Em turnê com seu show de São João, Alceu Valença ganha biografia, se prepara para ir à Europa e quer levar a paz à guerra da Ucrânia

Por Artur Tavares
21 jun 2023, 09h59

O cantor Alceu Valença lançou no começo de junho um novo registro ao vivo. Meu Querido São João – Ao Vivo na Fundição Progresso foi gravado no ano passado durante a turnê que o pernambucano faz durante as festividades juninas, lançado agora bem a tempo de dançarmos grandes sucessos como “Girassol”, “Sabiá”, “Coração Bobo” e “Táxi Lunar” aos pés da fogueira em uma quermesse.

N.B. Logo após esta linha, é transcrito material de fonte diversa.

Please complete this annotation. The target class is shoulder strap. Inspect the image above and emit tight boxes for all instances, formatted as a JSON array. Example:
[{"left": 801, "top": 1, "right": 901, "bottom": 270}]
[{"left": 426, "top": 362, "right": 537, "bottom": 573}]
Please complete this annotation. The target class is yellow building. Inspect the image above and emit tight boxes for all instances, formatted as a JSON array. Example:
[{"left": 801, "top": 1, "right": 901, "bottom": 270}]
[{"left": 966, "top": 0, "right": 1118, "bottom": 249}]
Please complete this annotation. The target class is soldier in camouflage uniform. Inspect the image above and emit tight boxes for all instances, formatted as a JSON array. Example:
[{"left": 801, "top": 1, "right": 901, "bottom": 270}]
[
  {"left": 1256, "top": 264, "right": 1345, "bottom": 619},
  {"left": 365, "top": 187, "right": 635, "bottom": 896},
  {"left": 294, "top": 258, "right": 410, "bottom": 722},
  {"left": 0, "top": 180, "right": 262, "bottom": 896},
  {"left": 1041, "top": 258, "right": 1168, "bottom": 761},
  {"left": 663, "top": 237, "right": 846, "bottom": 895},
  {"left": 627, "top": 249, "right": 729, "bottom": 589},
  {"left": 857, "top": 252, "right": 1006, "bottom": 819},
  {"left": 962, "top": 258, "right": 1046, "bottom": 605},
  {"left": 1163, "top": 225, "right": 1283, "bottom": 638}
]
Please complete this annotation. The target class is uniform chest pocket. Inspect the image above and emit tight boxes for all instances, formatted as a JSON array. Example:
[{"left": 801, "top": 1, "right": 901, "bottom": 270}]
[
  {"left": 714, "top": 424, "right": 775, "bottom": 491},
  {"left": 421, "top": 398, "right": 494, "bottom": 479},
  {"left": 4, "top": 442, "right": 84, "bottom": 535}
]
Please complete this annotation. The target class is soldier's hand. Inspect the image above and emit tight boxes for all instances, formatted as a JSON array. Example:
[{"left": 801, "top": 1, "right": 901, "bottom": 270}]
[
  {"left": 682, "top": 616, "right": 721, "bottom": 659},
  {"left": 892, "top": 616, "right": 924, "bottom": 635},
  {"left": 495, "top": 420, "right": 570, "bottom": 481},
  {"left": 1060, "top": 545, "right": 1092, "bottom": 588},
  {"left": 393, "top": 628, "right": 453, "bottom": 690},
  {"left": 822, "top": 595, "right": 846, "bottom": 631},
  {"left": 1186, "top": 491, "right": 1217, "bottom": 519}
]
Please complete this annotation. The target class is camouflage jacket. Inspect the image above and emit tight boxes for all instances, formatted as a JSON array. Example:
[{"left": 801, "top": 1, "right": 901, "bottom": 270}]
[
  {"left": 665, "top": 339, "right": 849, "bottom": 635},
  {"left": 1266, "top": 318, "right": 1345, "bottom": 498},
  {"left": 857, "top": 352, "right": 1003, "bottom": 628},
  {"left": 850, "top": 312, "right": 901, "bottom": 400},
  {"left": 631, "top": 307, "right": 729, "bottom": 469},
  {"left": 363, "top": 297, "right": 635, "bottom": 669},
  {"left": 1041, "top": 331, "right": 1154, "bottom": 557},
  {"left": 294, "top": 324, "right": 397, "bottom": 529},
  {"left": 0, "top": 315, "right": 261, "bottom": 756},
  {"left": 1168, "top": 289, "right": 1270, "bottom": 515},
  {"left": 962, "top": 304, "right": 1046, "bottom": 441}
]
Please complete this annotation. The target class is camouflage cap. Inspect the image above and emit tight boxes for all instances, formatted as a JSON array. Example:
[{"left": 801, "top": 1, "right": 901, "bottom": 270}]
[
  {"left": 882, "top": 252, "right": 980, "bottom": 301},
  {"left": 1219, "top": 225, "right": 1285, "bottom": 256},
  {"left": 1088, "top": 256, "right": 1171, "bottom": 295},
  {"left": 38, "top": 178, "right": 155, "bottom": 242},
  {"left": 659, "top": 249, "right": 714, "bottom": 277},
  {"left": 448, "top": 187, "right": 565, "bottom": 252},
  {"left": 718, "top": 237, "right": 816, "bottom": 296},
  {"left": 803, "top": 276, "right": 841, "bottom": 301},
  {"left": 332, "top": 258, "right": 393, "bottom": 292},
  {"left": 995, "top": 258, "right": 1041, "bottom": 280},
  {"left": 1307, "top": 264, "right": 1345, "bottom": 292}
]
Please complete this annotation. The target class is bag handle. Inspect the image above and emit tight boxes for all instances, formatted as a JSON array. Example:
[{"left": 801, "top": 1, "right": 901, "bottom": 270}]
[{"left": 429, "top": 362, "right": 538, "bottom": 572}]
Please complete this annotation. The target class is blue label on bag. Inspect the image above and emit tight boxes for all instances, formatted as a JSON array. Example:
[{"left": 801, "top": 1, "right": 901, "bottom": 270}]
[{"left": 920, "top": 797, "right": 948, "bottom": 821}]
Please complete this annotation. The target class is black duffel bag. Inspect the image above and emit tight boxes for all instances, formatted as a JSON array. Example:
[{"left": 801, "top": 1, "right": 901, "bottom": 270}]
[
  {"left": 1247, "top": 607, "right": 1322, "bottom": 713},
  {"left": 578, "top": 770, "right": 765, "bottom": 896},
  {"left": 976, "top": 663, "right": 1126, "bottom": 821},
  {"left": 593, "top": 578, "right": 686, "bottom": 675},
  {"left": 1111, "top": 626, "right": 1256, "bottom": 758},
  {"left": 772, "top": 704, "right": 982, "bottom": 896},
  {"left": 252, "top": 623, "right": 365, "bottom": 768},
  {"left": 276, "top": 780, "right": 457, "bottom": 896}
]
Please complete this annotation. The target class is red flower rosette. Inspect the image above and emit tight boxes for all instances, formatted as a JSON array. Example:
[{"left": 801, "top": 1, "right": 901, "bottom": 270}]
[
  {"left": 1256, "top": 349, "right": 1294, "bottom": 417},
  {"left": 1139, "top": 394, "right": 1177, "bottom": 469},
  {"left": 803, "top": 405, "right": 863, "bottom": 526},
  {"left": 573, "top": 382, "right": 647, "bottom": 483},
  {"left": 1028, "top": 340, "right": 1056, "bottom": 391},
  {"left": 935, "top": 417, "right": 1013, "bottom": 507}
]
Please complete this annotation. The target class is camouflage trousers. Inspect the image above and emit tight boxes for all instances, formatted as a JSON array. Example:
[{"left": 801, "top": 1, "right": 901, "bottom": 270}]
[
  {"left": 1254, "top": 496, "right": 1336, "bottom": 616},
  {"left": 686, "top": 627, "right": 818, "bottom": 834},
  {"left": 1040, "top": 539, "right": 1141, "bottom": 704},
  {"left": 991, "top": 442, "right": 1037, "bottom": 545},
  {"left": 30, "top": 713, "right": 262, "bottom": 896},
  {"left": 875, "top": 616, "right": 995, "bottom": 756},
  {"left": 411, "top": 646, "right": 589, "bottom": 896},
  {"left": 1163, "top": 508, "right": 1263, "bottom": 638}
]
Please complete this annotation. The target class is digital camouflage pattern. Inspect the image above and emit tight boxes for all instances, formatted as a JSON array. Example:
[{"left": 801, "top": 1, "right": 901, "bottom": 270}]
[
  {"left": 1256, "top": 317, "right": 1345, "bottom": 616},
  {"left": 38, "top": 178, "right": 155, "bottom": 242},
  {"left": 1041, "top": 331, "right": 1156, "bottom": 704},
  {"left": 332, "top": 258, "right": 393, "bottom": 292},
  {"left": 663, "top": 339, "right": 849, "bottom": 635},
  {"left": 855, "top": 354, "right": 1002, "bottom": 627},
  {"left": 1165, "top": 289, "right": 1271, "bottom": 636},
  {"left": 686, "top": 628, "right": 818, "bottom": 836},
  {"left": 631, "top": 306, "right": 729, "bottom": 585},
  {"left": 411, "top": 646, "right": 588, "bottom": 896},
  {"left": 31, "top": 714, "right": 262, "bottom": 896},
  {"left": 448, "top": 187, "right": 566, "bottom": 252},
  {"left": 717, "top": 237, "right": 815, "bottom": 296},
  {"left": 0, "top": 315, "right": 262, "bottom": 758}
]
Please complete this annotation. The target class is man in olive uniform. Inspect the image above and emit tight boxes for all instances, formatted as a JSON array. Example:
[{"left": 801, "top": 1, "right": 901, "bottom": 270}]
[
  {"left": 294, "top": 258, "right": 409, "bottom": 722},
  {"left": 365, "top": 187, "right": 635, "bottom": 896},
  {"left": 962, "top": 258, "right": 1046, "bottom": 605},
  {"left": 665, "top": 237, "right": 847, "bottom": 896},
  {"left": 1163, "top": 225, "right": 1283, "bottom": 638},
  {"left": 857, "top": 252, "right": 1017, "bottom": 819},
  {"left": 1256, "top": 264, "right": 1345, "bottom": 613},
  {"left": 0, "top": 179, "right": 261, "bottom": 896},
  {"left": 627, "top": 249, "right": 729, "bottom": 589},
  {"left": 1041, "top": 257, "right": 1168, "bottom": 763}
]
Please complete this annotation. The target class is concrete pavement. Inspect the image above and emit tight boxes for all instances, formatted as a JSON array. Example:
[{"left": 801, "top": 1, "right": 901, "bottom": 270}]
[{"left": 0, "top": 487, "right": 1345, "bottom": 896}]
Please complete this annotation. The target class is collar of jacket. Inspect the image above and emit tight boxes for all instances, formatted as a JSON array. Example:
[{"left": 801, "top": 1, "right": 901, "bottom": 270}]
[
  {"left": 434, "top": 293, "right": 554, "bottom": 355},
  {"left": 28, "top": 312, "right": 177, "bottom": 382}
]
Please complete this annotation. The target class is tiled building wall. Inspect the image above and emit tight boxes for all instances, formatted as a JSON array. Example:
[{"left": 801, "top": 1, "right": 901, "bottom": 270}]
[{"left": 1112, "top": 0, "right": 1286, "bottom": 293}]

Dono de um dos repertórios musicais mais ricos da música brasileira, Alceu Valença sempre foi múltiplo. Gravou álbuns solo e outros acompanhados, primeiro de Geraldo Azevedo e depois de Zé Ramalho, Elba Ramalho, de seu guitarrista Paulo Rafael e da Orquestra Ouro Preto; passeou por inúmeros ritmos musicais, da psicodelia à trova, sem nunca ter deixado de lado os ritmos nordestinos – do sertão profundo, de onde ele veio, e do litoral – em mais de 30 discos de estúdio, sem contar outra dezena ao vivo, fora os registros desses novos tempos digitais.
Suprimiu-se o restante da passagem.